Participating central banks would hold Ikon accounts with the currency board which would sell/redeem Ikons for eligible assets such as government debt securities at the market value of the Ikon. Each central bank would remain free to suspend their membership in the Ikon system, and while outside they may revise their exchange rate relative to the Ikon and all other currencies.

The transition

Pringle outlines potential transition to an Ikon Monetary Standard Unit of Account in the following five steps:

1. In collaboration with BIS and the IMF participating central banks manage their exchange rates within increasingly narrow ranges to establish stability of expectations amongst households, companies, financial institutions and governments.

2. Participating central banks agree on a common temporary anchor for their currencies, which could take the form of targeting a common price measure or basket of commodities, or even gold alone.

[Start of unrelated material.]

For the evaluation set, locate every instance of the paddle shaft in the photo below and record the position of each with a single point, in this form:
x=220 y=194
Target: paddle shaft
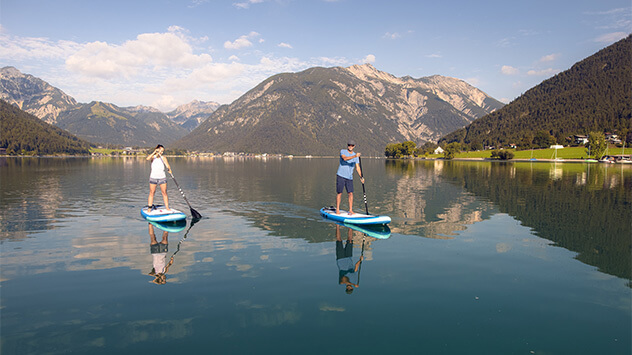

3. Bank assets within all currency zones are converted into (redefined as) investments in securities held by mutual funds, i.e. as direct investments in the real economy. Liabilities become shares, wherein risks are borne by the investor (depositor). Since bank deposits would now be claims on the portfolio of assets held by each bank, depositors would earn a return tied to the performance of the portfolio. Making payments from such an account would require the transfer of a varying amount of units, depending on the value of the fund at the time (as with money market funds).

4. The temporary anchor is replaced by an agreement under an international treaty, which defines the Ikon’s globally diversified basket of tradable equity claims on real assets in the recognized exchanges of the global economy, based upon existing information systems in place at each exchange. The treaty would include a regulatory structure to ensure full transparency of assets held by mutual funds.

5. Potentially, as part of the treaty, banks would simply be redefined as consultancies or marketing firms selling a diversity of mutual funds registered as Ikon (real property funds; private equity funds; commercial paper funds; residual mortgage funds; small and medium enterprise funds; inflation-indexed funds). Banks would compete with each other, and depositors select the portfolios in which they wish to invest, from the range of options. Managers of these funds would be compensated with a percentage of the fund’s assets. Brokers would not be able to take positions as principals in the trading activities. Cash would be accessed through cash mutual funds that only hold cash assets — in effect, balances at the central bank.